Solunum fizyoterapisi: SMA’lı olgularda solunum kaslarının zayıflığı akciğerlerin havalanmasını azaltır. Bu durum akciğer fonksiyonlarının ve hastalıklarının görülmesine yol açar.

Öksürme ile ilgili kaslar zayıf olabilir ve bu da balgamın atılmasına engel olur. Yaygın kas zayıflığı olan hastalarda hava yoluna yiyeceklerin kaçma riski de oldukça yüksektir. Küçük besinler, pipet kullanımı, beslenme sırasında başın dik pozisyonunun sağlanması ve çene desteği önemlidir. Az ve sık beslenme daha uygundur.

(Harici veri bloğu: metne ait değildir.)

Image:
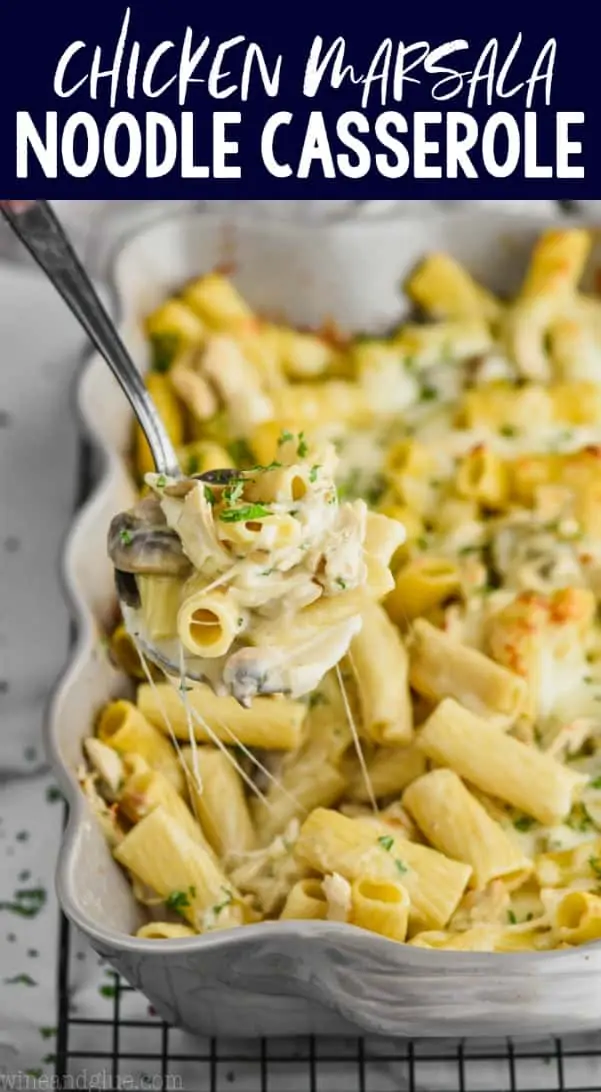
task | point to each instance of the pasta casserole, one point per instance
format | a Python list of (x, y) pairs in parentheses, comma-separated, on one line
[(408, 738)]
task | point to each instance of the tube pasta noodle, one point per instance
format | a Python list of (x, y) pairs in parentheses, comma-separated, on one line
[(499, 764), (145, 790), (270, 722), (380, 906), (577, 917), (160, 597), (446, 289), (443, 667), (306, 900), (390, 770), (380, 663), (163, 856), (216, 791), (208, 622), (125, 727), (482, 477), (422, 584), (329, 842), (458, 826), (399, 584)]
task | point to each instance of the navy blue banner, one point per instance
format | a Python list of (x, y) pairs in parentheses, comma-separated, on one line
[(383, 101)]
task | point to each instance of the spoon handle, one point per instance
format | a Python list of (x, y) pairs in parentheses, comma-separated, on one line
[(40, 232)]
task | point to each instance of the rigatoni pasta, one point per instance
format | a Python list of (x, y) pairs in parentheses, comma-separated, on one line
[(427, 767)]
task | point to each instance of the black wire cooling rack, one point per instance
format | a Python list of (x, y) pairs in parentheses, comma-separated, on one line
[(130, 1047)]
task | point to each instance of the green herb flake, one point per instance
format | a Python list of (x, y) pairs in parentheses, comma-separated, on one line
[(427, 393), (178, 901), (580, 820), (192, 465), (233, 493), (26, 902), (244, 513), (108, 990), (386, 841), (164, 347), (225, 902), (240, 453)]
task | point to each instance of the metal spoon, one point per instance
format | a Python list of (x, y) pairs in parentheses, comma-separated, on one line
[(40, 232)]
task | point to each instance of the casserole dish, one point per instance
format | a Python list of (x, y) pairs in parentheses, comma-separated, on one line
[(284, 977)]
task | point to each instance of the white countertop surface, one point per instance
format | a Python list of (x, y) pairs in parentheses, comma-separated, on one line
[(42, 348)]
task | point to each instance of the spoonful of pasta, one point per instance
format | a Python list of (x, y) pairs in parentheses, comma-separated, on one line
[(252, 581)]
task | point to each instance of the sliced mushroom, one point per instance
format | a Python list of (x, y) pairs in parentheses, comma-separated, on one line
[(140, 541)]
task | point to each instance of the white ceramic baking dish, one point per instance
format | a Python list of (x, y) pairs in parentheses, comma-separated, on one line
[(281, 977)]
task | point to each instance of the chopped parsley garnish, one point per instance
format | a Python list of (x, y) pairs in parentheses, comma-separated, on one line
[(26, 902), (233, 493), (245, 512), (107, 990), (240, 453), (178, 901), (579, 819), (427, 393), (164, 347), (375, 490), (225, 902), (192, 465)]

Hareketsizliğe bağlı yumuşak dokudaki değişiklikler ve eklem şekil bozuklukları daima ilerleyicidir ve solunum fonksiyonlarını etkiler, solunum yollarında enfeksiyon riskine neden olur. Erken dönemden itibaren kas kuvvetinin geliştirilmesi, göğüs kafesinin esnekliğinin korunması, hareket sınırının arttırılması ve fiziksel fonksiyonunun geliştirilmesi önemlidir. Uygun pozisyonlar solunum için de çok önemlidir. Çocuğun durumuna uygun ve solunum rahatlatan pozisyonlar fizyoterapistler tarafından önerilir. Genellikle yer çekiminin yardım ettiği pozisyonlar uygundur. Taşıma askısı kullanımı pozisyonu kolaylaştırır. Akciğer sekresyonlarının  (balgamın) atılımında pozisyonlama ile birlikte çeşitli drenaj yöntemleri yararlıdır. Hastaya uygun postüral drenaj ve aspirasyon yöntemleri aileye öğretilebilir. SMA’lı çocuklarda kabızlık sık görülen bir komplikasyondur. Beslenmenin düzenlenmesi, karın bölgesine uygulanan masajla yardım bu problemi rahatlatabilir.